Is the French judiciary against Palestine?
On May 27, the Court of Appeal of Ai en-Provence sentenced me to pay a fine of €17,000 ($19,500), which includes compensation to Zionist associations
On May 27, the Court of Appeal of Ai en-Provence sentenced me to pay a fine of €17,000 ($19,500), which includes compensation to Zionist associations that were civil parties to the case. It was a clear example of the troubling evolution in the French judiciary’s treatment of the Palestinian cause. Today, another case deserves greater attention because of what it signifies and reveals, because it is difficult to distort, and above all because it sheds light on a profound transformation in the French judicial system’s approach to Palestine. In March 2024, the Criminal Chamber of the Court of Cassation, the highest court in the French judicial system, upheld the conviction of Mohamed Makni, a businessman, father, and deputy mayor of Echirolles. The statement attributed to him did not exceed a single sentence: “They are quick to qualify as terrorism what in our eyes is a clear act of resistance.” This statement did not come from a Palestinian military commander or a Hamas official. Rather, it was a quote from Ahmed Ounaies, Tunisia’s former foreign minister and former ambassador under the regime of President Zine El Abidine Ben Ali to Russia and India, a figure far removed from any revolutionary discourse. Because he cited this political analysis, Makni was sentenced to four months in prison, suspended and barred from holding any public office for four months – a ruling upheld by both the Court of Appeal and in March this year, by the Court of Cassation, in a decision that can by no means be considered ordinary.

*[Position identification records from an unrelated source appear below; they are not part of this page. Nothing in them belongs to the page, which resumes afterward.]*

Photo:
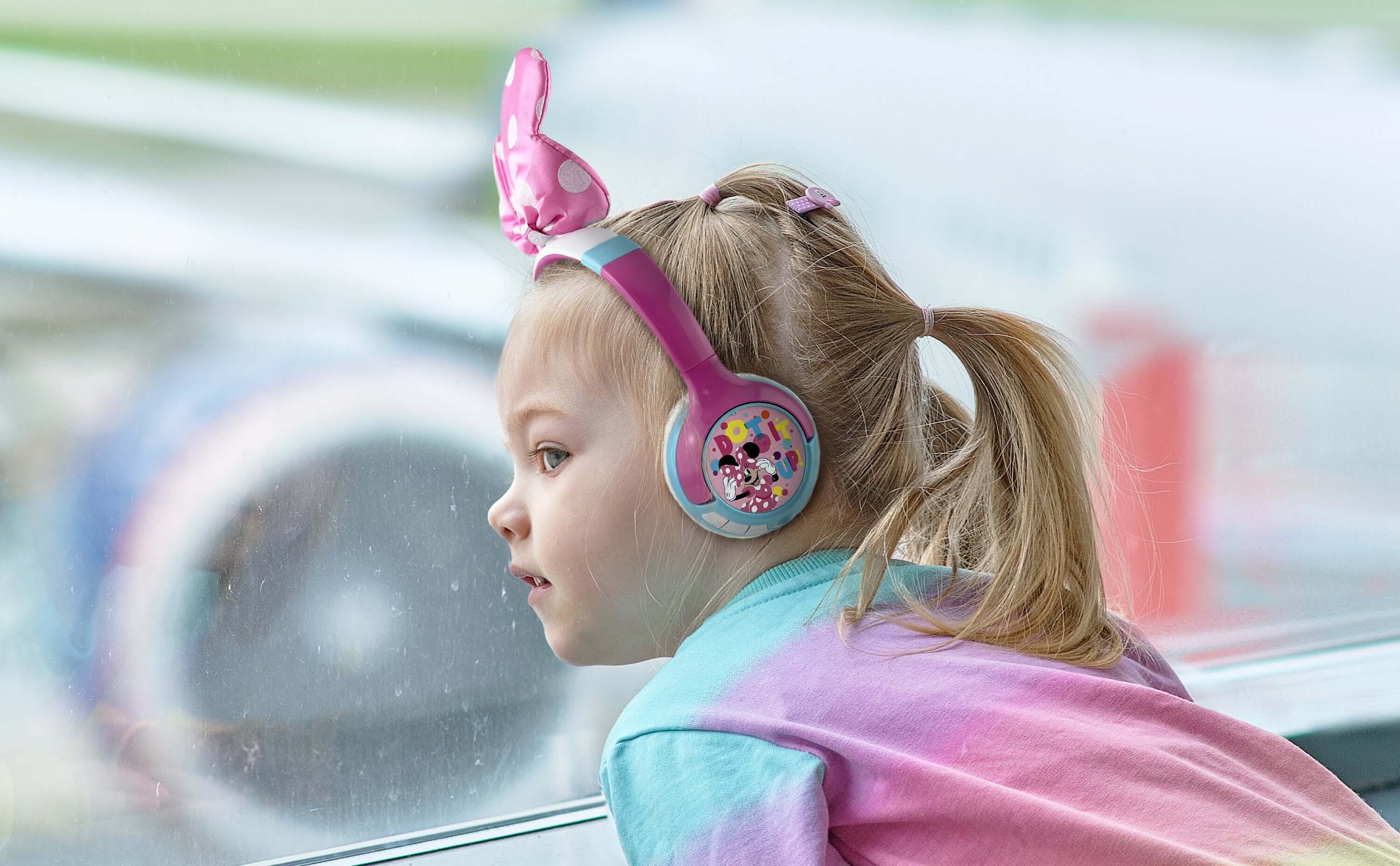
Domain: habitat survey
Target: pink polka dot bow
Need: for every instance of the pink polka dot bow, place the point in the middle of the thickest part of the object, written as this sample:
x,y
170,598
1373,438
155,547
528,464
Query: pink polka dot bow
x,y
545,188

For the first time since October 7, 2023, France’s highest court intervened directly in the political and legal battle surrounding the classification of Palestinian resistance. At the heart of the issue, for more than a century, has been a fundamental question: do people living under prolonged military occupation have the right to resist? While international law answers in the affirmative, and much of the Arab, African, Asian and Latin American world shares that view, official France now appears to answer differently. Makni’s conviction does not punish incitement to kill or commit attacks; rather, it punishes the mere linking of occupation and resistance. In other words, it criminalises a political framework shared by people far beyond Hamas supporters. The Court of Cassation has provided a troubling answer, one that leads us to believe that French courts are not only operating under the influence of the government, but that the government itself is operating under foreign influence. This development did not emerge on its own. Following the events of October 7, 2023, the French government chose to use the charge of glorifying terrorism as a primary tool for controlling public debate on Palestine. The function of this charge gradually changed after having originally been established to combat Islamic State (ISIL) propaganda and jihadist recruitment, becoming instead a means of policing discourse that refuses to separate the events of October 7 from their historical context.